The impacts of autumn temperature and precipitation on IRG yield in both fields were weak compared to spring temperature and precipitation, respectively, which means that yield was more sensitive to spring climate factors than autumn climate factors. The sensitivity means importance. Therefore, for IRG yield in both fields under the good wintering, the spring climate factors were more important for the IRG yield than the autumn climate factors. In comparing the effects between upland fields and paddy fields, the total effect of the autumn temperature in the paddy field was 2.82 times greater than in the upland field. Although IRG, which has poor resistance to cold, is cultivated in the southern area of the Korean Peninsula, the difference between upland fields and paddy fields is greatest in the autumn temperature because the short autumn growing period could lead to poor wintering. In fact, IRG seeding and harvesting dates are determined by rice harvesting and seeding dates, respectively, since the rice cultivation is more important under the rice-rotation system in the Republic of Korea. Therefore, in order to obtain similar IRG yields in the upland field, IRG in the paddy field should be limited to areas where the cumulative temperature amount is 1.39 times higher than the mean autumnal accumulated temperature shown in Table 1. These individual cause-and-effect relationships generated a different causality structure between upland fields and paddy fields (Figure 2). The paths related to precipitation are noticeable. In the paddy fields, only precipitation was effective in yield through indirect paths that exist with temperature in both the autumn and the next spring.

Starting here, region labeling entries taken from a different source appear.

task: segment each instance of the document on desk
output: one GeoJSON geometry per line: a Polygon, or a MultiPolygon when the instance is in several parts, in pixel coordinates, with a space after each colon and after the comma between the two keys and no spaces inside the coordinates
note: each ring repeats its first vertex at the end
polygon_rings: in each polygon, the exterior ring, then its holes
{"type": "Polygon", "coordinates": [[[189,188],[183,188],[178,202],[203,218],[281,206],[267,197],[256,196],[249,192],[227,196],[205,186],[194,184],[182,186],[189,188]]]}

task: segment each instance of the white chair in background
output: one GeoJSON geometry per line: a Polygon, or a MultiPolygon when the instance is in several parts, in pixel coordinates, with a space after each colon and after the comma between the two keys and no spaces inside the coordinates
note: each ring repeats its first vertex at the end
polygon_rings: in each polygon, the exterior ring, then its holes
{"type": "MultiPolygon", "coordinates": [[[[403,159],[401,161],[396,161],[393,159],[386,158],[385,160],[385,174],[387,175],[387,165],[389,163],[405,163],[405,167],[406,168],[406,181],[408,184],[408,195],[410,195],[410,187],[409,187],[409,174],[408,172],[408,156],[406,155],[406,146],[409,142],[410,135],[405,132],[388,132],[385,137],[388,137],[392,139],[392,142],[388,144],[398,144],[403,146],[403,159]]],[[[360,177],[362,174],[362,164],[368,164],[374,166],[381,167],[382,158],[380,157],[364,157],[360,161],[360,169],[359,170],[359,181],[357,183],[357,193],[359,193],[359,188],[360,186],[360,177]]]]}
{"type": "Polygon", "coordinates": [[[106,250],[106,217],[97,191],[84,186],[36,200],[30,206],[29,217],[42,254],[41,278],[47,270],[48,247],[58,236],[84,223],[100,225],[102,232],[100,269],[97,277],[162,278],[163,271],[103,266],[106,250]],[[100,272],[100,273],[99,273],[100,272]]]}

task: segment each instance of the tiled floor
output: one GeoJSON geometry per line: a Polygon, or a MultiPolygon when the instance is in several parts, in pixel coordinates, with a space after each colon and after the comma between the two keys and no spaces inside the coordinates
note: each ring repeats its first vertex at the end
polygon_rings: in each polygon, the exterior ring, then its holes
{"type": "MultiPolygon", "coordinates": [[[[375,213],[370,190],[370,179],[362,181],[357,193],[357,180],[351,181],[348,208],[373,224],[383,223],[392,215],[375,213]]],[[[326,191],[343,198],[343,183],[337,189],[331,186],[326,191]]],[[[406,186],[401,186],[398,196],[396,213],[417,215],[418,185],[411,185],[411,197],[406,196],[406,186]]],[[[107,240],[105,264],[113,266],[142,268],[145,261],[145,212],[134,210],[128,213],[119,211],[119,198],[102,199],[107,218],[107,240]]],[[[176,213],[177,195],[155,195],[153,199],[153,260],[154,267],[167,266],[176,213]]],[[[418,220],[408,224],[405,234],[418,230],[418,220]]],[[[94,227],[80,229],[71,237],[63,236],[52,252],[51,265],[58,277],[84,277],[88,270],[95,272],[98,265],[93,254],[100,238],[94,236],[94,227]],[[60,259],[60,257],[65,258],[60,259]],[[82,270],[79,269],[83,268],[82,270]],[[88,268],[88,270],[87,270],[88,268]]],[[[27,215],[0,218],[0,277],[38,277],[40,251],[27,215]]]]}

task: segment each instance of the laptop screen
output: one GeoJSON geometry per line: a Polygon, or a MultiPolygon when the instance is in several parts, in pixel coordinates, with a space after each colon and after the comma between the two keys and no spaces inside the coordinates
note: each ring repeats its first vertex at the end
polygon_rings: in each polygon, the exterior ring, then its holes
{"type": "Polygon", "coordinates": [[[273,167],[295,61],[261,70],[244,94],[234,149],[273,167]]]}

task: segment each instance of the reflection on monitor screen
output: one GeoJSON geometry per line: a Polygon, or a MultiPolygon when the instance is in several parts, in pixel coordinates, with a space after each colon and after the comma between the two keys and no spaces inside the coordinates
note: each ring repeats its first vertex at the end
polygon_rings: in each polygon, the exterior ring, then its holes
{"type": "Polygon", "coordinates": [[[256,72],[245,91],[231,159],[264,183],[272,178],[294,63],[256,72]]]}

3.3. Cultivation Suitability Classification between Upland and Paddy Fields

According to the distribution of DMY and considering the daily temperature and precipitation in the upland fields (Figure 3A,B), the DMY was distributed to the right, representing high temperatures and low precipitation. This clear tendency was, therefore, certain to reflect both direct and indirect effects on yield in the upland fields. According to Kim et al. [17], the fluctuation of precipitation effect on DMY of whole crop rye increased at daily mean temperatures above 8 °C, which means that precipitation affected yield at appropriate temperatures.
In the paddy field (Figure 3C,D), there were peaks with high yield in several places, not in certain locations. Especially in the autumn, DMY showed a tendency to increase in range of 7–14 of the daily temperature, but the trend stopped increasing because the daily temperature was not wide as spring temperature. Thus, yield fluctuations, which tend to increase IRG yield with increasing precipitation at high temperatures, were not clear and the yield trends were inconsistent in autumn and spring. If higher daily mean temperature accumulates because of longer growing days in the paddy fields, the increase in yield by the increase in temperature is likely to be more pronounced. Even after normal wintering, IRG yield is sensitive to spring temperature and precipitation due to short growing days in the paddy field, but the difference compared to the upland field is relatively small; therefore, the autumn temperature was considered to be an appropriate indicator of suitability for IRG cultivation.
Figure 4 shows the mapping of the suitability line of IRG cultivation based on the autumn accumulated temperature within the upland fields and paddy fields; the line of the upland field was set by the first quartile (741.70 °C), and the line of the paddy field was calculated as 1.39 times the first quartile (1030.96 °C). Therefore, IRG cultivation under the rice-rotation system in the area between the suitability lines of the upland field (blue-colored) and the paddy field (red-colored) seems to be unstable due to insufficient growing days in the autumn. The reason for using the first quartile to the IRG cultivation suitability classification was to set the level of cultivation to 75% of the total under normality assumptions about autumn accumulated temperature. Based on the topography map, IRG can be cultivated in both fields in the west, where there are mainly plains; however, it is difficult to cultivate in the east where the Taebaek Mountains are located. Furthermore, the lines between fields are divided by the Sobaek Mountains located in the southern area.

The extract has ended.